To a society governed by some serious misconceptions of the kingdom of God, the beatitudes make two basic statements: first, that the kingdom is not open to the self righteous and self-assured, but to the supplicant sinner who comes seeking out of his emptiness; and, secondly, that the kingdom is not to be had by the “mighty” who obtain their desires by wealth or violence, but by a company of patient men who yield not only their wants but even their “rights” to the needs of others.
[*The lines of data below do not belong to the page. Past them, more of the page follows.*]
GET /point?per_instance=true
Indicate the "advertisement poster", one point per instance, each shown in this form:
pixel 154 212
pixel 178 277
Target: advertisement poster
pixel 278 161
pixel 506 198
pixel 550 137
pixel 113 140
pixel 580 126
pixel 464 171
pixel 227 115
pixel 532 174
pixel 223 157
Though not explicitly stated (Jesus was not to speak clearly of His death until a year later, Matthew 16:21), there is nothing quite so obvious in this sermon as the central gospel truth that salvation is by the grace of God. Here the dispensational premillennialist is palpably wrong. How could men and women so hungry for righteousness (5:6) and so much in need of mercy (5:7) find a place in a kingdom governed by a system of law alone? And who could imagine that citizens in the earthly kingdom envisioned by the dispensationalists would ever suffer persecution (5:10–12)? The righteousness of the kingdom does not rest on a system of law but upon a system of grace. Its holy standards are attainable by sinful men (5:48). Otherwise, the Sermon on the Mount would be the source of greater despair than the law of Moses (Romans 7:25).